Endiguer le flux de normes, et a fortiori réduire le stock, se heurte à au moins trois séries d'obstacles.
La première résulte de l'atomisation des prescripteurs.
La deuxième est liée à la multiplicité des secteurs concernés par les normes. Dans les contributions des commissions, certains reviennent cependant régulièrement, ce qui nous permet d'établir une sorte de « hit-parade » : les normes relatives à l'accessibilité, aux SDIS, à l'urbanisme.
L'exercice est complexe, car s'attaquer au stock suppose un réexamen complet de l'existant, mais il est indispensable d'agir, et d'agir vite.

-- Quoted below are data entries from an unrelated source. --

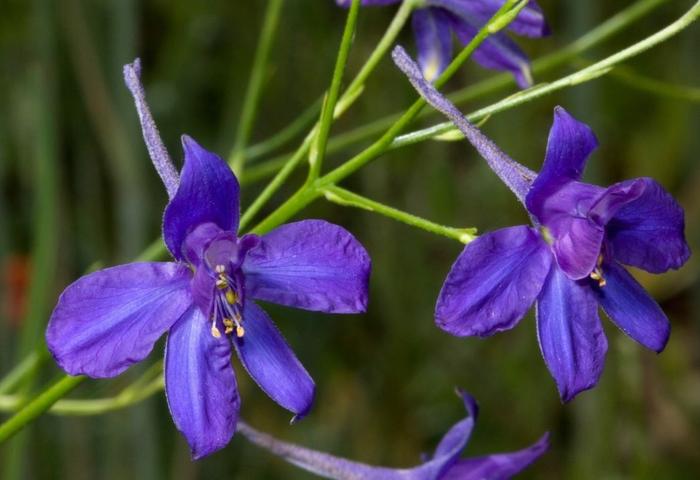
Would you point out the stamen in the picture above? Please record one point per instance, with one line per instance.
(240, 331)
(231, 297)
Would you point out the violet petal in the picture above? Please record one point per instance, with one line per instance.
(208, 193)
(108, 320)
(493, 283)
(631, 308)
(569, 145)
(431, 28)
(500, 466)
(496, 52)
(649, 232)
(272, 364)
(200, 384)
(530, 21)
(571, 337)
(516, 176)
(311, 264)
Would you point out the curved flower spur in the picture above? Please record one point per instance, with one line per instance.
(110, 319)
(436, 21)
(445, 464)
(570, 260)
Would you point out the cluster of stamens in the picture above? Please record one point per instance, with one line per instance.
(227, 305)
(597, 273)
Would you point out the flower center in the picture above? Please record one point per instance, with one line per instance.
(228, 304)
(597, 273)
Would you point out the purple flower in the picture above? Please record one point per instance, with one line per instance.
(433, 27)
(570, 261)
(110, 319)
(444, 465)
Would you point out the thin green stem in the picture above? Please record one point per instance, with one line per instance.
(318, 148)
(252, 94)
(38, 406)
(587, 74)
(496, 83)
(311, 191)
(348, 98)
(346, 198)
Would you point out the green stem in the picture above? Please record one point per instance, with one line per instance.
(22, 370)
(310, 191)
(38, 406)
(492, 85)
(252, 94)
(318, 148)
(346, 198)
(350, 95)
(587, 74)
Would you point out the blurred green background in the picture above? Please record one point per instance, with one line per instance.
(76, 187)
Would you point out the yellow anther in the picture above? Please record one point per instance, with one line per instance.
(231, 297)
(597, 274)
(240, 331)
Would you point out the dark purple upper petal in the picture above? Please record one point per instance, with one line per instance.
(648, 233)
(493, 283)
(631, 308)
(530, 21)
(431, 27)
(569, 145)
(497, 51)
(208, 193)
(614, 198)
(200, 384)
(311, 264)
(571, 337)
(108, 320)
(500, 466)
(272, 364)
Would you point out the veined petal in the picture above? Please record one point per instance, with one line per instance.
(200, 384)
(576, 237)
(500, 466)
(208, 193)
(497, 52)
(311, 264)
(571, 337)
(631, 308)
(648, 233)
(569, 145)
(108, 320)
(530, 21)
(272, 364)
(431, 27)
(493, 283)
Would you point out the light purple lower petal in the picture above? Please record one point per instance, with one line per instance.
(649, 232)
(493, 283)
(108, 320)
(431, 28)
(200, 384)
(571, 337)
(311, 264)
(631, 308)
(497, 52)
(500, 466)
(272, 364)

Depuis un peu plus de deux ans, une commission consultative d'évaluation des normes, la CCEN, présidée par Alain Lambert, examine les conséquences pour les collectivités territoriales des projets de normes. Mais elle n'a qu'un pouvoir consultatif et ses avis ne sont pas forcément suivis par le Gouvernement. De plus, là aussi, le stock n'est pas concerné.
Les premières propositions que je vous fais consistent à responsabiliser financièrement l'Etat. Comme l'Etat n'assume pas les conséquences financières de ses prescriptions, il a tendance à être extrêmement exigeant, dans le contenu des mesures qu'il édicte et dans leur application. Beaucoup de fonctionnaires n'ont d'ailleurs plus que ça comme travail. D'où mes deux propositions :
- exiger, sous peine d'irrégularité, une compensation équivalente par l'Etat des conséquences pour les finances locales des normes qu'il édicte dans les domaines transférés aux collectivités territoriales ;
- instaurer un fonds de compensation des conséquences financières des normes de l'Etat.